Call me prehistoric but I'm trying to use XHTML document type encoded in a UTF8 html page with a PRE tag containing text with some unicode linebreaks u2028.
Firefox at least seems not to honor u2028 as a linebreak in a PRE block. Changing the character to u000D or u000a seems to produce the linebreaks I'm expecting. (Technically the u2028 is encoded in UTF8 as a 3 byte sequence but I assume it is normalized back when it read). I haven't tested this with other browsers yet.
I tried digging through the W3C docs on HTML but was not able to figure out from the section on PRE just exactly what characters are treated as linebreaks. Where is chapter and verse on exactly what is interpreted as linebreaks in PRE? Is u2028 treated as such, with Firefox being defective, or the HTML standard brain dead in not interpreting u2028 as a line break when found in a Unicode file?
It seems pretty weird to me that a text (e.g. source code) file containing unicode would not use u2028 as a standard for line breaks (I actually have a code generator that produces source code like this, and I'm trying to display that code in an HTML page). Thus placing such code straight into PRE blocks i would think would produce the behavior I expect.
Despite what the nature of the PRE element might suggest, its rendering behavior is actually specified in CSS, not in HTML, as it pertains to whitespace rendering.
CSS2 says that U+000D and U+000A count as newlines, and user agents may recognize and normalize other Unicode characters as such. It doesn't mention U+2028 anywhere however.
css-text-3 covers whitespace and line break processing much more comprehensively. It defines the term segment break as follows:
For CSS processing, each document language–defined segment break, CRLF sequence (U+000D U+000A), carriage return (U+000D), and line feed (U+000A) in the text is treated as a segment break, which is then interpreted for rendering as specified by the
white-space
property.
Like CSS2, it doesn't mention U+2028.
But, in a later section, it does mention forced break characters (of which U+2028 is one):
When determining line breaks:
- Regardless of the
white-space
value, lines always break at each preserved forced break character: for all values, line-breaking behavior defined for the BK, CR, LF, CM, NL, and SG line breaking classes in [UAX14] must be honored.
Note that it even says "Regardless of the white-space
value"; this means that even outside of a PRE element, U+2028 must introduce a line break (in a similar fashion to a BR element)!

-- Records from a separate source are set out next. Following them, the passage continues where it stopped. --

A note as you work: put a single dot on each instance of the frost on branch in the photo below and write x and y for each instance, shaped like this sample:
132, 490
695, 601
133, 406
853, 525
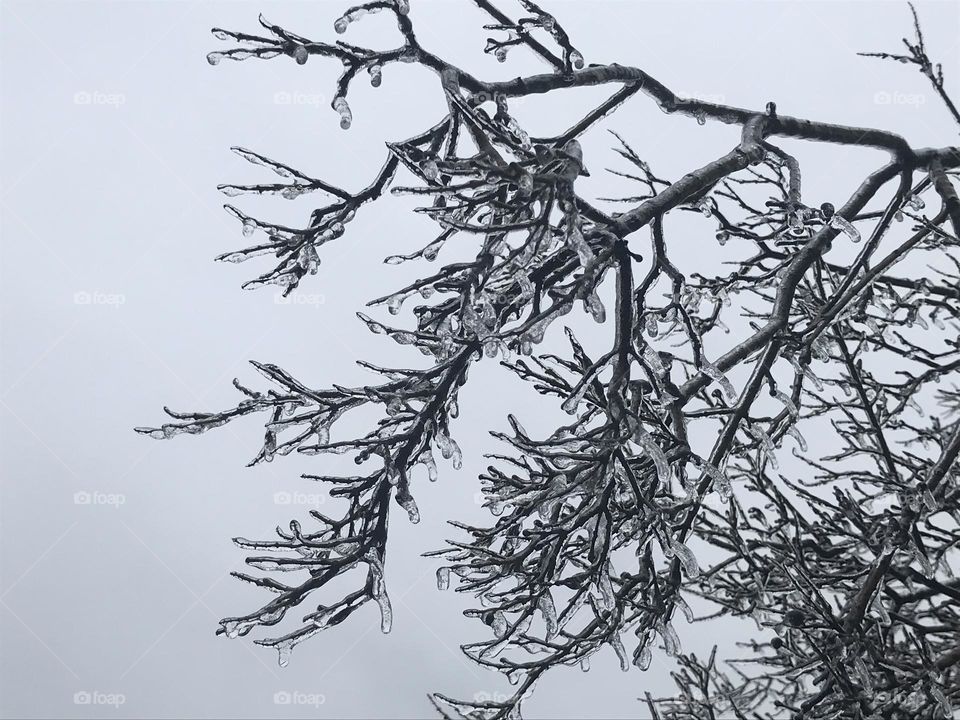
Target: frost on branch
678, 484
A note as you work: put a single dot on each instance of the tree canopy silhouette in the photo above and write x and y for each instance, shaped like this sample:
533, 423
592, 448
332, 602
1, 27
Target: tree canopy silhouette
664, 483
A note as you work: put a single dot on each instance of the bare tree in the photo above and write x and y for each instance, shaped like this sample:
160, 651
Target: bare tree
844, 566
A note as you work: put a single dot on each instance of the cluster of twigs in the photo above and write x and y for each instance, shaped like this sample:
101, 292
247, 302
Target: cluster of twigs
670, 452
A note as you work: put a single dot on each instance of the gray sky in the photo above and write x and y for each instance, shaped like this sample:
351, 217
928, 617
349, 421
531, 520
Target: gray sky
115, 132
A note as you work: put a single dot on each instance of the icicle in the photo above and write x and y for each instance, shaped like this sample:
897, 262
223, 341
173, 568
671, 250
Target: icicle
343, 109
499, 623
915, 202
594, 305
430, 169
652, 325
410, 505
788, 403
716, 374
684, 608
607, 597
653, 358
617, 644
839, 222
644, 658
549, 611
860, 668
687, 559
284, 651
881, 610
575, 240
720, 481
946, 709
766, 444
571, 404
427, 459
671, 643
443, 578
649, 446
795, 434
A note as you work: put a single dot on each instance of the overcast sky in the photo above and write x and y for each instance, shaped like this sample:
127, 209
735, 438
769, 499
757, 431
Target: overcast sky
115, 131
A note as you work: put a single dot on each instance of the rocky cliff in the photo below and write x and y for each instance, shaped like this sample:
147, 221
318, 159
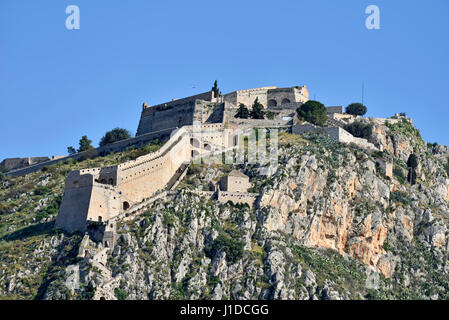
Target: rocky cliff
328, 224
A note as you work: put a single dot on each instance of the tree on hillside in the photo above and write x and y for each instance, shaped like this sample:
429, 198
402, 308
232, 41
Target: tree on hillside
71, 150
257, 110
356, 109
242, 112
313, 112
360, 130
114, 135
85, 144
412, 164
215, 89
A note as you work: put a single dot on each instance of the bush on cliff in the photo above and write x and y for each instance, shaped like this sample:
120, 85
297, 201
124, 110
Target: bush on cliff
232, 247
360, 130
114, 135
313, 112
85, 144
257, 111
356, 109
242, 112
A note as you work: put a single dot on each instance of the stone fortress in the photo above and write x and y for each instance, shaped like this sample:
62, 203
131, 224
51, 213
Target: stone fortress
195, 126
97, 195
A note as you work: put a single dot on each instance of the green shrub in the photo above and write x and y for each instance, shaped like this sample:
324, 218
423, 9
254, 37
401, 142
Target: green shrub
120, 294
399, 174
356, 109
257, 110
360, 130
42, 190
230, 245
114, 135
446, 167
313, 112
242, 112
401, 197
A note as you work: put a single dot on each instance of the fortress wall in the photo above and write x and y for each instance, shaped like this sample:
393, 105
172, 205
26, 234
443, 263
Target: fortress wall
160, 118
237, 197
113, 147
280, 94
208, 96
247, 97
141, 181
74, 207
105, 202
17, 163
231, 98
332, 110
258, 123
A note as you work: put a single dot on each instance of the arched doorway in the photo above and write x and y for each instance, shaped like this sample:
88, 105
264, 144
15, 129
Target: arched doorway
207, 147
195, 143
195, 153
272, 103
125, 205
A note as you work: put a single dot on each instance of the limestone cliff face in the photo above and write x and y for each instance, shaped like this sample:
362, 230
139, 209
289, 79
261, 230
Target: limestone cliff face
327, 224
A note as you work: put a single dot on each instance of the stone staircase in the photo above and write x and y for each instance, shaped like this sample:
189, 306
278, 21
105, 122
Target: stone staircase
335, 123
180, 173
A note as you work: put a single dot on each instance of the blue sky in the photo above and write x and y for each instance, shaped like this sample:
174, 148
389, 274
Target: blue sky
57, 84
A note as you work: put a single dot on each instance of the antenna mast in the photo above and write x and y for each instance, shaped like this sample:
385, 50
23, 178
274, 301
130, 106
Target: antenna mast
363, 92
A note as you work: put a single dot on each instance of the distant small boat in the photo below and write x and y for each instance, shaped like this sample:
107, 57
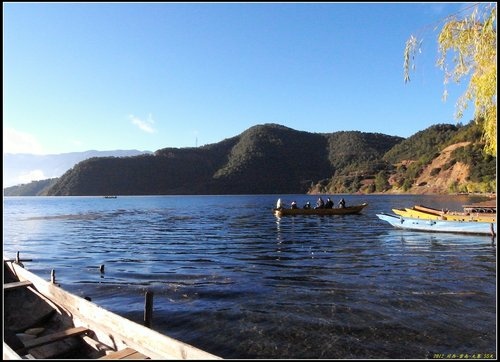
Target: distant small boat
462, 227
43, 321
348, 210
421, 212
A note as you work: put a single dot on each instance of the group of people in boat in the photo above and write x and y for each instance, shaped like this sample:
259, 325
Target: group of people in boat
320, 204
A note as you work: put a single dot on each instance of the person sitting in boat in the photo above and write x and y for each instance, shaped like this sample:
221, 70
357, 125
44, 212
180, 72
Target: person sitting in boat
320, 204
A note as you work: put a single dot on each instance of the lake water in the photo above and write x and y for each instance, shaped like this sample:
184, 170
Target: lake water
232, 279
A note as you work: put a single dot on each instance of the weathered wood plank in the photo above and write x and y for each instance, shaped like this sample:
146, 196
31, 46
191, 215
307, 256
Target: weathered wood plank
55, 337
127, 353
15, 285
112, 329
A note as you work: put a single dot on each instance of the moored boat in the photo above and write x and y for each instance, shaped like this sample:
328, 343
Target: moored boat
347, 210
463, 227
421, 212
43, 321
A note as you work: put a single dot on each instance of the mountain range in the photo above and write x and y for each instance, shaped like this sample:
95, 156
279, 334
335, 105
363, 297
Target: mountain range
272, 158
22, 168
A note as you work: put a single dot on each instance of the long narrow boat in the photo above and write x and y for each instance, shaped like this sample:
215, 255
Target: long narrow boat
43, 321
348, 210
462, 227
420, 212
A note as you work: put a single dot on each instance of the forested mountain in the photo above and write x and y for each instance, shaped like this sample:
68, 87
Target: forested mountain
274, 159
34, 188
266, 158
22, 168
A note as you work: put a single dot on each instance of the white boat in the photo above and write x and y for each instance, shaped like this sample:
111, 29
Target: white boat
462, 227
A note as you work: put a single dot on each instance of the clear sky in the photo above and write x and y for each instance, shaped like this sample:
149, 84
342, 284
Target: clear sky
145, 76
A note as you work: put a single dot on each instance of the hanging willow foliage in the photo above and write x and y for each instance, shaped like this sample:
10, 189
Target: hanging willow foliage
473, 40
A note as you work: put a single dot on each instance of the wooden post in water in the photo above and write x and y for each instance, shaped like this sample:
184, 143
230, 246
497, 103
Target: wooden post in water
148, 309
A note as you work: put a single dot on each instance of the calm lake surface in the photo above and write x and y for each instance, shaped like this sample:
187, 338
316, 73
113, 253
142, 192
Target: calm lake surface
232, 279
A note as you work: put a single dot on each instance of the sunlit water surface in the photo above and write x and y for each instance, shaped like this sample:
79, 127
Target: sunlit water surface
232, 279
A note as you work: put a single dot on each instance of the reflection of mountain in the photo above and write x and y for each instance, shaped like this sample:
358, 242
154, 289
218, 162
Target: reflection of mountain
23, 168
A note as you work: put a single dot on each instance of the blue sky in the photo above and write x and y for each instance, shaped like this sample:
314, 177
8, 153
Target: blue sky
145, 76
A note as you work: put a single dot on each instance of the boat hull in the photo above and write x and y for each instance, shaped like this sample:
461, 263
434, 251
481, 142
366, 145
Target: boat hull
355, 209
104, 332
462, 227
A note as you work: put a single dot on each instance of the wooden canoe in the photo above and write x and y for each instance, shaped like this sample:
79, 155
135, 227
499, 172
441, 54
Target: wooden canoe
425, 212
462, 227
348, 210
43, 321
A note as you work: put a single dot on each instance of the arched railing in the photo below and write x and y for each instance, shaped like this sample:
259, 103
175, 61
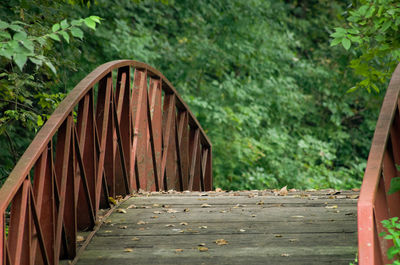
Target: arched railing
122, 128
374, 204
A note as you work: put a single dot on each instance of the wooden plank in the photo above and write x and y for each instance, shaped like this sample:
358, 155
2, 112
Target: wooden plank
281, 230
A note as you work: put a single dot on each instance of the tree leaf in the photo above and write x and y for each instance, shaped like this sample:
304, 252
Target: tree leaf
95, 19
36, 61
77, 32
20, 60
54, 36
51, 66
55, 27
65, 36
346, 43
20, 36
64, 24
90, 23
3, 25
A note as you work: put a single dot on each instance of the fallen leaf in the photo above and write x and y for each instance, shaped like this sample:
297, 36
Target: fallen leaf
202, 249
331, 207
353, 196
283, 191
221, 242
112, 200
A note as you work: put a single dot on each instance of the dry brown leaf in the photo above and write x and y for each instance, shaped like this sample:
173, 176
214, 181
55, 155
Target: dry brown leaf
283, 191
353, 196
202, 249
221, 242
331, 207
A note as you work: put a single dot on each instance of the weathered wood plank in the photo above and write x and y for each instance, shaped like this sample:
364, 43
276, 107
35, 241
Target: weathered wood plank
302, 228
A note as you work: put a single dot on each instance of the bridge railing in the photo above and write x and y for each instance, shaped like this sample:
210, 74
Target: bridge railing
121, 129
375, 204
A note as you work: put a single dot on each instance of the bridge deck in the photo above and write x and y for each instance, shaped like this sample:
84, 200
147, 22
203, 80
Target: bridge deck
258, 227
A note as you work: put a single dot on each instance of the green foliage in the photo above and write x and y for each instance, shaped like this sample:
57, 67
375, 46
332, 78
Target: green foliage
30, 38
393, 234
259, 75
372, 29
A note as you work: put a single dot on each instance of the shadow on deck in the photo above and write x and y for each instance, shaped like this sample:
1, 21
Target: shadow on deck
258, 227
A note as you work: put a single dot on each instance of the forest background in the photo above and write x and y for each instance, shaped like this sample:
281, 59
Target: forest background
261, 77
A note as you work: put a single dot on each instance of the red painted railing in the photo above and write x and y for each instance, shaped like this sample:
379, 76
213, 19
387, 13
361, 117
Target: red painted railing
374, 204
105, 139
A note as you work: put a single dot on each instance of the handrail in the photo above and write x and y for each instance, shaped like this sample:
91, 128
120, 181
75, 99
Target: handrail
103, 140
374, 204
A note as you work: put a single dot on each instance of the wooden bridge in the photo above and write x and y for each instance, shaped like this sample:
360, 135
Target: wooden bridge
121, 173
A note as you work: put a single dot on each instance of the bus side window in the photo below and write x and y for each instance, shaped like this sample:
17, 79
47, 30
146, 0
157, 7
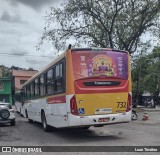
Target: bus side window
50, 81
59, 82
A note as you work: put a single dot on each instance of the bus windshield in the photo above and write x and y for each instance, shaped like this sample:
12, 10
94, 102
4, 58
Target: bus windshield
96, 63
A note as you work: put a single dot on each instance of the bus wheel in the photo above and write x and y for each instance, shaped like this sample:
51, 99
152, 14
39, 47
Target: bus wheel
26, 113
44, 122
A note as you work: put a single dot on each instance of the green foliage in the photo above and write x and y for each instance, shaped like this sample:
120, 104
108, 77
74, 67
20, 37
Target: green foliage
101, 23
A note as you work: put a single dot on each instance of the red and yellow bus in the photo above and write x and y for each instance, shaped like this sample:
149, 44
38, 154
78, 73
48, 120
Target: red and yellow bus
83, 87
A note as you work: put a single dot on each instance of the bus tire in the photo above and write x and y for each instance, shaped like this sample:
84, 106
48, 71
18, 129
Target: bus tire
44, 122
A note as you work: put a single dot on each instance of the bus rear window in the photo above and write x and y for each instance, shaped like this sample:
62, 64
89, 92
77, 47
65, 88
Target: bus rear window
97, 63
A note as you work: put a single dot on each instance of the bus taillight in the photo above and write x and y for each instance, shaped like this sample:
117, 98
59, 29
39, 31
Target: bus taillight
73, 106
129, 103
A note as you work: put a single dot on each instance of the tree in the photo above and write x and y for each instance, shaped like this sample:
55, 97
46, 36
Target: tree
146, 70
101, 23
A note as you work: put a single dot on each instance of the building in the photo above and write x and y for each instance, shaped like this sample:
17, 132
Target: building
6, 89
21, 76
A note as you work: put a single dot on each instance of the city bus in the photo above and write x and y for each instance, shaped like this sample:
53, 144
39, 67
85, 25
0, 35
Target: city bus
83, 87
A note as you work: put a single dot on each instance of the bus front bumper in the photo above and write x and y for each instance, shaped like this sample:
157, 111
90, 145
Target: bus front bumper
95, 120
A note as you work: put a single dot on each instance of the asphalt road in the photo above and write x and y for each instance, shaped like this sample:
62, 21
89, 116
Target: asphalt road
135, 133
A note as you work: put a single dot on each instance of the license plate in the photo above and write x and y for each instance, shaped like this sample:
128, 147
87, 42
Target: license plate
103, 110
104, 119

As for implementations, Internet Explorer and Microsoft Edge appear to be the only browsers that render U+2028 as a line break within a PRE element with the default of white-space: pre
. The only caveat is that they normalize it to U+000A so it ends up being treated as regular whitespace outside of the PRE element (or white-space: pre
/pre-line
). This matches what css-text-3 says about preserved forced breaks, but I'm not sure if the act of normalizing U+2028 to U+000A itself is acceptable, or a Unicode/CSS spec violation.
Chrome on Windows 10 always prints a symbol labeled LSEP, and Firefox always prints a zero-width character.
Whether the document is application/xhtml+xml or text/html seems to make no difference in any of these cases.